What Makes This Resume Work
The placement year tells a clear story of impact. Marcus managed social media for 5 client accounts with a combined following of 28,000+ and created over 120 posts per month. He does not just say he "assisted with campaigns." He details how he increased engagement rates from 2.1% to 4.7% and contributed to a paid social campaign that generated £45,000 in tracked revenue. Those numbers make it obvious that he was trusted with real client work.
The skills section reads like a toolkit, not a wishlist. Every skill listed ties to something he has actually used. He names specific platforms like Mailchimp, HubSpot, Meta Ads Manager, Google Analytics 4, and Canva. For a junior marketing role, employers want to know you can log into these tools and get to work without three weeks of training first.
Freelance work demonstrates initiative.

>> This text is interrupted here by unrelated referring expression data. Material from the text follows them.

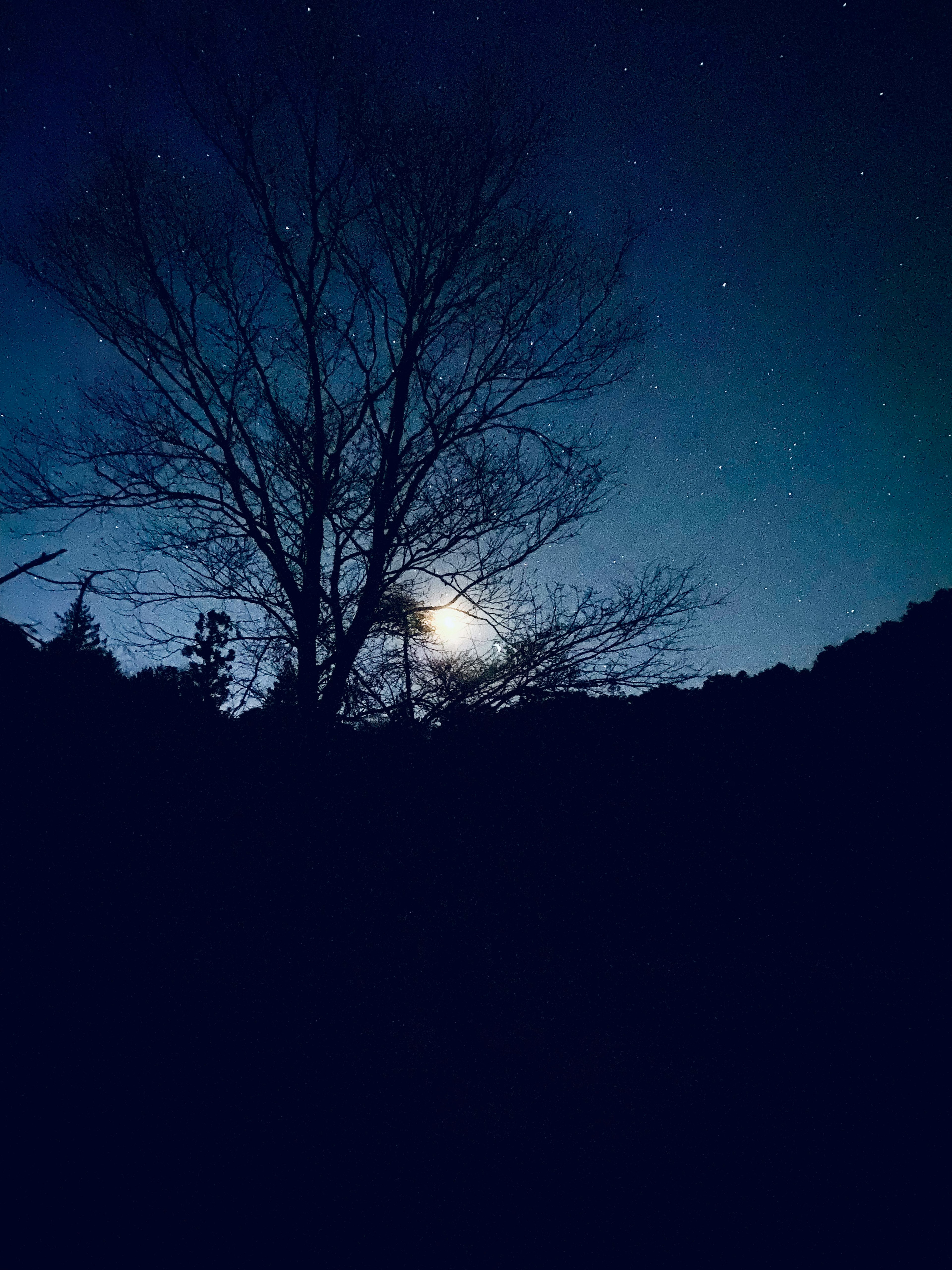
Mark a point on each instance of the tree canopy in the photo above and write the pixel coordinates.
(350, 318)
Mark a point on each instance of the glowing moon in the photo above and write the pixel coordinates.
(447, 623)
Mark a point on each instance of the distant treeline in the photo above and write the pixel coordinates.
(687, 944)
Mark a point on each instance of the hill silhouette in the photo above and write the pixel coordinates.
(677, 954)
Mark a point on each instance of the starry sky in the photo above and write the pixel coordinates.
(790, 422)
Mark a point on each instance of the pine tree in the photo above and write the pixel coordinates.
(210, 668)
(78, 635)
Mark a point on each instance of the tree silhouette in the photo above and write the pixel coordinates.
(350, 317)
(210, 666)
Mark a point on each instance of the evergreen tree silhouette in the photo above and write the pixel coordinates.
(78, 635)
(210, 668)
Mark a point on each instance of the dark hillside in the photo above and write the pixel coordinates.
(676, 957)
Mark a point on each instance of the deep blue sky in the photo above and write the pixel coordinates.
(791, 417)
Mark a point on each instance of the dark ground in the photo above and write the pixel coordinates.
(658, 981)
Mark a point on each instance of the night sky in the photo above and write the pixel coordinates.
(790, 422)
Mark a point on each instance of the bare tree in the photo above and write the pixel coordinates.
(348, 319)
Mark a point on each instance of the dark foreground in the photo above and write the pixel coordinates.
(658, 982)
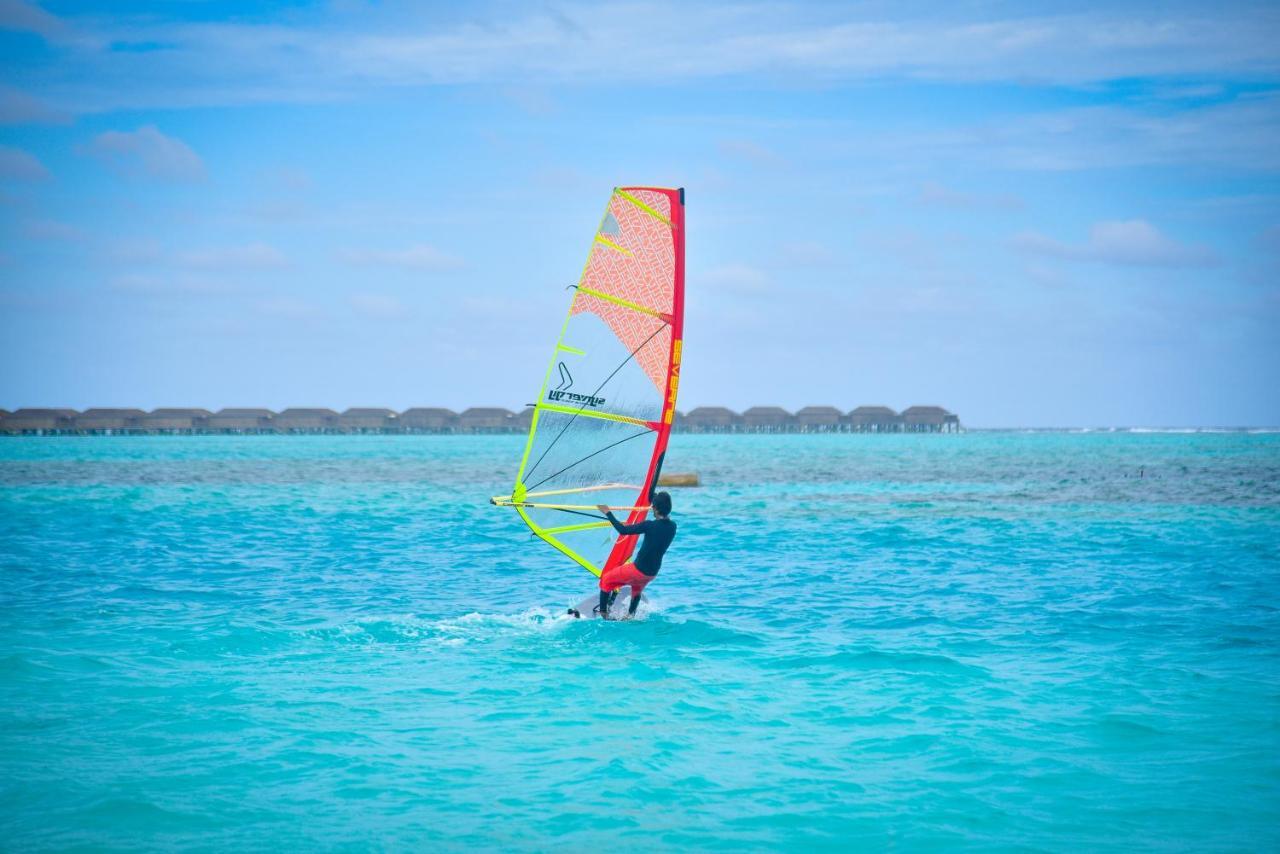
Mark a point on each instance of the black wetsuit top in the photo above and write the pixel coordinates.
(658, 534)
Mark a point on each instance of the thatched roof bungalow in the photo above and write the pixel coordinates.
(816, 419)
(103, 420)
(709, 419)
(429, 419)
(35, 420)
(174, 420)
(305, 420)
(485, 419)
(766, 419)
(928, 419)
(240, 420)
(874, 419)
(366, 420)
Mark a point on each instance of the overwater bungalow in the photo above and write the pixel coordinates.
(240, 421)
(37, 421)
(711, 419)
(305, 420)
(428, 420)
(874, 419)
(108, 420)
(819, 419)
(524, 420)
(929, 419)
(174, 420)
(485, 419)
(368, 420)
(767, 419)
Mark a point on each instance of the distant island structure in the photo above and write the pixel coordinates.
(480, 419)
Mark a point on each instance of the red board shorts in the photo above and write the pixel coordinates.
(625, 575)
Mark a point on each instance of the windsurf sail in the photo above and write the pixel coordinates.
(603, 415)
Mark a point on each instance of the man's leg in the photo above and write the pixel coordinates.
(636, 589)
(609, 584)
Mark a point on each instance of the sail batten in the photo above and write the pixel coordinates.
(603, 418)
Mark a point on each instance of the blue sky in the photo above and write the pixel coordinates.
(1031, 214)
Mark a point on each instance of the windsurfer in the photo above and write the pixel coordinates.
(658, 533)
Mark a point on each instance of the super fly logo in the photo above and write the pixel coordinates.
(561, 393)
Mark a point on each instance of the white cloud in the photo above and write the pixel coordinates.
(378, 306)
(740, 278)
(420, 256)
(18, 165)
(178, 286)
(27, 17)
(150, 153)
(289, 309)
(50, 229)
(254, 256)
(940, 196)
(321, 54)
(807, 254)
(19, 108)
(1133, 242)
(750, 151)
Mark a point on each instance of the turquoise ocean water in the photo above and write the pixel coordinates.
(995, 639)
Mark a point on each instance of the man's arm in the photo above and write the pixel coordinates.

Taking on a freelance project for a local coffee shop shows he can apply his skills independently. Growing an Instagram account from 600 to 1,400 followers in 3 months and driving a 40% increase in weekend footfall for a Valentine's promotion is exactly the kind of scrappy, results oriented work that small marketing teams value.
The society role shows leadership beyond the classroom. Growing membership from 45 to 110 students, organising 8 speaker events with professionals from agencies like Dentsu and McCann, and launching a newsletter with 220 subscribers all demonstrate organisational ability and genuine engagement with the marketing industry.
Key Takeaways
Marketing resumes live and die by metrics. If you managed a social account, state the follower count and engagement rate. If you ran a campaign, state the revenue or leads it generated. Employers reviewing junior applications know you will not have enormous numbers, but they want to see that you understand marketing is about measurable results. Include certifications like Google Digital Marketing or HubSpot Inbound, as these are free and signal that you take the profession seriously enough to study beyond your degree.